The compromise of the security of these two big names in security circles is only the tip of the iceberg, however. In a text file left behind as a calling card of sorts, the perpetrator of these compromises and many more shares opinions, facts, and previously secure data harvested from a number of servers, complete with mockery of the bone-headed security gaffes that allowed some of these security cracks. The document, mirrored at sucuri.net, takes the form of a newsletter titled Zero For 0wned 5, the fifth in an irregularly “published” series — abbreviated ZF05.

After the intro, ZF05 shares information about compromises of quite a few Websites, opines about the state of the security industry in general, “Pwnie Awards” as a sort of booby-prize for people who are particularly reviled in the eyes of the ZF05 author(s), and even some choice words for the “Anti-sec” perpetrator.

Amongst all these bits of interesting news (all of it bad for someone), what most caught my eye was the cracking of PerlMonks user password security — mostly because it’s the only site listed as compromised in the ZF05 newsletter where I have an account, though I haven’t really frequented the site in a while. It turns out that user passwords are stored in a database in plain text, rather than hashed. In the words of ZF05:

There is a really simple reason we owned PerlMonks: we couldn’t resist more

than 50,000 unencrypted programmer passwords.

That’s right, unhashed. Just sitting in the database. From which they save

convenient backups for us.

Believe it or not, there is actually debate at perlmonks about whether or not

this is a good idea. Let’s just settle the argument right now and say it was

an idea that children with mental disabilities would be smart enough to scoff

at. We considered patching this for you but we were just too busy and lazy.

I’m sure you can figure it out yourselves.

This isn’t a bad set of passwords, either. Programmers have access to

interesting things. These Perl guys are alright, just a little dumb apparently.
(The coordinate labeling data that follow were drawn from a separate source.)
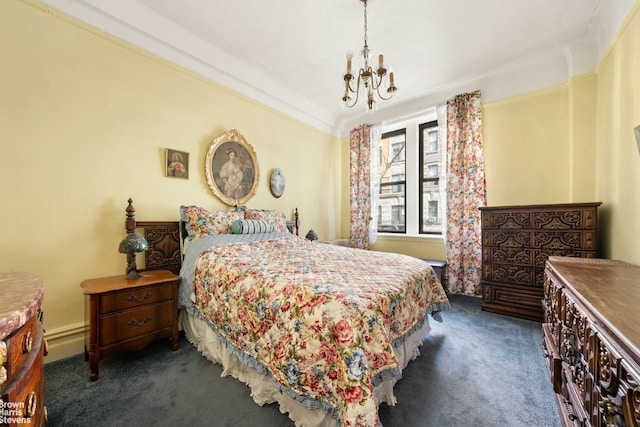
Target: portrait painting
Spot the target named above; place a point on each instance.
(232, 168)
(177, 164)
(277, 183)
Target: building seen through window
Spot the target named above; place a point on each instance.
(409, 184)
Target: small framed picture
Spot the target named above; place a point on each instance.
(177, 164)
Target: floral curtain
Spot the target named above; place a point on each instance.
(466, 193)
(360, 186)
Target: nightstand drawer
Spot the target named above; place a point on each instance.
(19, 345)
(129, 324)
(133, 298)
(27, 393)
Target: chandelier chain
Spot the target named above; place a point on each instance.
(365, 23)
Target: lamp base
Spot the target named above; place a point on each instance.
(132, 268)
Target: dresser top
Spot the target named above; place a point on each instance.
(542, 207)
(20, 299)
(609, 290)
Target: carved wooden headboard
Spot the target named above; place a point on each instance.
(165, 239)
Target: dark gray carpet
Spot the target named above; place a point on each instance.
(475, 369)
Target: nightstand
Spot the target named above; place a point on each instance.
(129, 314)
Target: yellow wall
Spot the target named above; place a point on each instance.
(618, 158)
(85, 120)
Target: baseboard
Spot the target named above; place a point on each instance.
(65, 342)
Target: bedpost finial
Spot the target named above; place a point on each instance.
(130, 223)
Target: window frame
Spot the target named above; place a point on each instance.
(422, 179)
(394, 184)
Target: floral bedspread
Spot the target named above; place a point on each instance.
(321, 318)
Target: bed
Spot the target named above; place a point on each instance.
(323, 330)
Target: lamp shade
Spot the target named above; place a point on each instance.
(133, 243)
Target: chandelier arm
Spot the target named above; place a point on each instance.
(351, 90)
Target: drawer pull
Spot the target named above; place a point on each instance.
(31, 405)
(27, 342)
(134, 298)
(134, 322)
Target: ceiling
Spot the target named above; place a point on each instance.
(290, 54)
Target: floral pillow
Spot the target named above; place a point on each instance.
(203, 222)
(277, 218)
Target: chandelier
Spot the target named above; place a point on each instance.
(370, 81)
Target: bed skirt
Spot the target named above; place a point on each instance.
(265, 390)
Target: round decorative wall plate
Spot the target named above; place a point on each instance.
(277, 182)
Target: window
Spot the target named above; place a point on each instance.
(391, 169)
(431, 190)
(410, 164)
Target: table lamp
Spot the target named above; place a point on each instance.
(131, 245)
(312, 235)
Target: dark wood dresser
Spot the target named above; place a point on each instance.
(22, 349)
(591, 340)
(516, 242)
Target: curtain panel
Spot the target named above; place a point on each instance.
(466, 193)
(360, 186)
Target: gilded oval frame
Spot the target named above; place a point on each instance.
(231, 168)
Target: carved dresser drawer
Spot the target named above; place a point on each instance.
(129, 314)
(593, 332)
(22, 349)
(516, 242)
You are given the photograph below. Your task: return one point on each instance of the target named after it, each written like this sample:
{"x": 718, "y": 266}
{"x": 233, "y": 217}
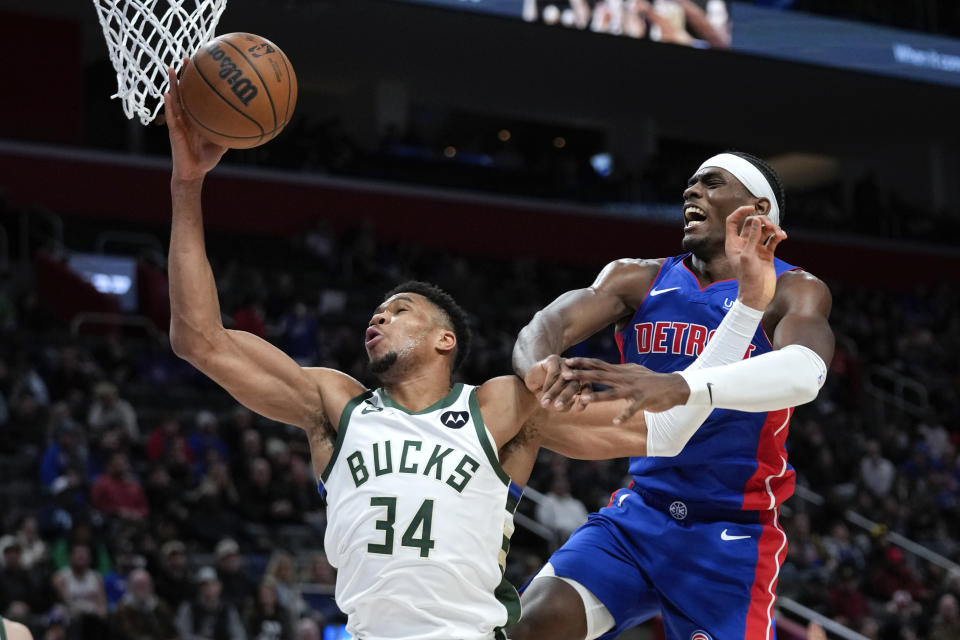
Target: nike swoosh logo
{"x": 656, "y": 292}
{"x": 725, "y": 536}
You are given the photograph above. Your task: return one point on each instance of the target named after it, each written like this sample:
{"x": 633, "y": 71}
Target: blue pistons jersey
{"x": 736, "y": 460}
A lot of them reuse. You can explore them yourselves, I really do not want to

point out anyone in particular.

The key take-away from this, of course, is that you should never reuse a password between sites. Get yourself a good password manager application; you should only really have to memorize a handful of strong passwords, and store the rest in your password manager.

Other lessons can be gleaned from the ZF05 commentary, too, of course, and much of it can make for an entertaining read.